Caroline Ansell: ‘Embracing a circular economy would promote efficiency and protect our natural environment’

A plastic bottle takes approximately five seconds to produce in a factory. It takes around five minutes for you to drink and put it in the bin. This plastic bottle can then stay in our environment for five hundred years.

This “take-make-dispose” attitude to resource consumption is now rife across our economy and producing a mountain of waste along with it. To save money and resources, we need to change our ways. Becoming a more circular economy is how we can do this.

A circular economy is one that keeps our resources and materials in the economy for as long as possible, rather than using them once and then throwing them away. In order to do this, we need to embrace a plethora of resource management techniques, such as reusing, repairing, remanufacturing, recycling and reducing unnecessary waste wherever possible.

The waste measures in the Environment Act will create a better route for consumers to recycle their packaging waste. But packaging is only one source of waste and recycling is only one solution.

At 23.9kg per person per year, the UK is currently the world’s second largest producer of e-waste and is on track to take the top spot in the coming years. With the government in the process of reforming its existing Waste Electrical and Electronic Equipment regulations (WEEE), the timing could not be better to tackle this growing waste stream.

Disposable vapes have become the poster child for this issue. We now buy 7.7 million single-use vapes a week and inside the plastic casing of these vapes hides enough lithium to power the batteries of 5,000 electric vehicles. Without sufficient recycling infrastructure and information in place, these critical resources are being wasted.

Existing regulations require retailers to provide a way for customers to correctly dispose of their e-waste when they are selling them a new version of it. This can take many forms and can see individual initiatives or multiple businesses clubbing together with one scheme.

Incentivised take-backs are becoming the norm, with big brands like Apple and Currys offering vouchers or money off the next purchase. But vapes that continue to litter our streets provide a clear example of how loopholes in the existing regulations need to be closed.

Disposable vapes are not designed to last so the need to recycle them is obvious. But the same is not always true for other sources of e-waste. Material Focus recently found that there are 7.5million unused electrical children’s toys hidden in UK households, but 72% of these toys still work. This story is the same for old phone chargers, games consoles, radios, phones, laptops, and DVD players, to name just a few products.

Breaking fully functioning goods down for recycling is not only unnecessary, but would represent an inefficient use of energy, materials, and carbon emissions. By hiding items away in our cupboards and out of action, we are required to extract new raw materials to keep up with our demand for products.

The problem is that consumers and businesses are not incentivised to see the value in old, but functioning tech. Not knowing what to do with it when you have finished with it means that a lot of these items are gathering dust in our cupboards rather than being donated or resold.

Providing routes to recycling is, therefore, only part of the solution. Although some products are more easily reused and repaired than others, we need a more holistic regulatory framework that encourages reuse, not just recycling. The existing WEEE regulations do not.
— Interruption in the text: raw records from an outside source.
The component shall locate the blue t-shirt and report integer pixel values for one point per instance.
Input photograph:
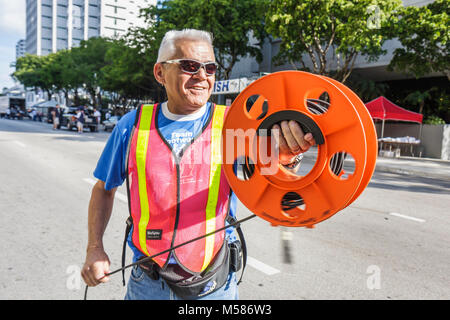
(177, 130)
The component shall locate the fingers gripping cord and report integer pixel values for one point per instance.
(232, 224)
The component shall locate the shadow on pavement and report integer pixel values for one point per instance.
(393, 181)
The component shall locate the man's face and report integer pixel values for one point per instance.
(188, 92)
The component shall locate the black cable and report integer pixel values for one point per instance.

Although often spoken about in terms of pollution and carbon emissions, our increasing demand for resources, if not met by a supply of materials that we have already extracted, puts greater pressure on the natural environment. Moreover, by not providing appropriate methods for the disposal of the waste we create, we are enabling litterbugs, endangering wildlife and humans in the process.

E-waste is one example of how our linear approach to resource consumption is becoming the norm. Construction and fashion are two more. The truth is that our entire economy could benefit from the principles of the circular economy. Defra has its work cut out. But with packaging reforms in motion, and WEEE regulations being developed as we speak, the government can now pick its next target.